“What the hell do you want?” Don slurred.

“Everything you’ve got, you funker,” the largest one growled lowly. “Hand it over, or we take it the hard way for you.”

Don tried to rally himself. He said in a belligerent slur, “Look, you three, I’m a One Man Scout pilot, and officer. If you don’t clear out, I’ll summon the SP and it’ll be your ass.”

One of the others grinned nastily. “You reach for your transceiver, sir, and I’ll bat you over the head with this.”

Don Mathers wavered on his feet. Three of them, damn it, and he was drenched to the gills. He backed up against the wall of the building he had been walking along at their approach. He realized that if he’d had good sense he would do what they demanded. Precious little he had on him anyway, and most of it personal rather than being of much value; his transceiver, his class ring, his wrist chronometer, a gold stylo Dian had given him for his birthday a year ago when she still thought she was in love with him. It was the stylo that decided him; he didn’t want to give it up.

He put up his hands in a drunken effort to defend himself.

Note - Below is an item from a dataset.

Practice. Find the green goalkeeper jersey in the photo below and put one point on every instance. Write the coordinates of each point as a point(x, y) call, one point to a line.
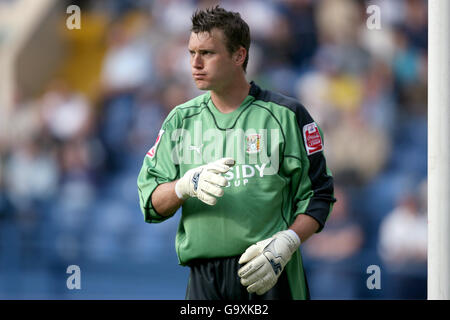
point(280, 172)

It wasn’t actually an age of personal physical violence. Don Mathers couldn’t remember having hit anybody since childhood, and early childhood at that. Pugilism was no longer practiced as a sport, nor was wrestling, not to speak of judo or karate. Even football, basketball and hockey had been so modified as to minimize the danger of any of the contestants being hurt. Bullfighting and even auto racing were unknown. Men didn’t kill each other, or get themselves killed in sports… when the Kradens were out there. Oh, he’d had some hand to hand combat while in cadet training, but not as it had been in the old days.

The three of them moved in on him carefully, and spaced out so that he couldn’t face them all at once. They were going to be able to do whatever they wanted with him.

Suddenly, one reached out with his truncheon and whacked Don across the belly, hard.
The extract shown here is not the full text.